I laugh. It’s loud and ugly. He flinches like I hit him.

“You’re going to want to be very careful with what you say next, Marcus,” I whisper, still smiling.

“Because you’re going to be repeating it in front of her.

And if you say something stupid now, and then you say something different later, I’m going to take that as you calling her a liar in my house.

And I’m going to take that personally. You understand? ”

He’s shaking. Full-body, teeth-clacking, eyes-wet shaking.

I love it.

“Wh—who are you?” he tries. “What is this? I haven’t—I haven’t done anything—”

“Oh, sweetheart,” I purr, amused. “That’s not true at all.”

He tries to pull back. I let him, for one step, one small second of safety. Then I slam him face-first into the chipped plaster next to the entry buzzer with a wet crack.

Not hard enough to break his nose. Just hard enough to ring his bell. He lets out a strangled sound, and blood blooms immediately at his eyebrow.

He sags, and I catch him by the back of the neck and hold him there, cheek pressed to peeling paint, breathing hard.

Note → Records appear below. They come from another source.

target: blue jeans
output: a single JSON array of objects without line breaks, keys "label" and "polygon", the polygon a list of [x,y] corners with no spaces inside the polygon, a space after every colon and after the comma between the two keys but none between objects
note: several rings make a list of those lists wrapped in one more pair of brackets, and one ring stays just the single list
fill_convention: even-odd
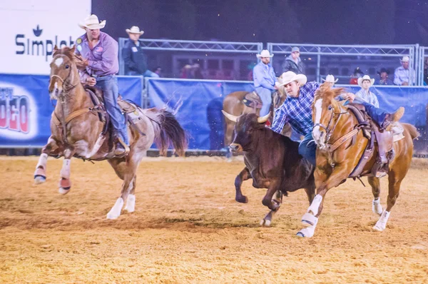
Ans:
[{"label": "blue jeans", "polygon": [[121,138],[123,143],[129,146],[125,116],[118,105],[119,88],[117,78],[113,75],[96,78],[96,86],[103,90],[104,104],[114,128],[113,133]]},{"label": "blue jeans", "polygon": [[141,75],[143,75],[143,76],[144,76],[144,77],[159,78],[159,75],[156,74],[155,72],[151,71],[148,69],[146,70],[146,72],[144,72],[143,74],[141,74],[138,72],[136,72],[136,71],[129,71],[129,72],[128,72],[128,73],[126,75],[128,75],[128,76],[141,76]]},{"label": "blue jeans", "polygon": [[260,116],[265,116],[269,113],[270,109],[270,104],[272,103],[272,91],[268,88],[263,87],[258,87],[255,88],[255,91],[260,97],[263,106],[260,109]]},{"label": "blue jeans", "polygon": [[315,156],[317,153],[317,144],[312,141],[308,145],[309,142],[314,140],[312,132],[306,134],[300,144],[299,145],[299,153],[303,158],[305,158],[310,163],[315,166]]}]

“You are going to come for a little drive with me,” I murmur against his ear.

“You are not going to scream again. You are not going to run, because if you run I will put a knife between your ribs and drag you there like luggage, and I am absolutely allowed to do that. You are not going to piss yourself, because I’m wearing new trousers and I’ll be cross. Nod if you understand.”

He nods like he’s trying to detach his own head.

“Good boy,” I croon.

I pull his hood up, yank it low over his brow to cover the blood, and steer him out of the doorway with a firm grip at his nape. Head down, shoulders slumped, looks drunk or sick if anyone’s watching. London doesn’t stop for drunk or sick.

We move.

I walk him down the pavement like we’re just another old mates situation, me murmuring in his ear, him stumbling along. We pass a gap between buildings that opens into a narrow cut-through, and he lunges sideways, twisting like a rabbit. I feel it before he moves.

You spend long enough breaking men, you feel the twitch just before they fuck around. I let him get exactly half a step, then I hook my foot behind his ankle and yank.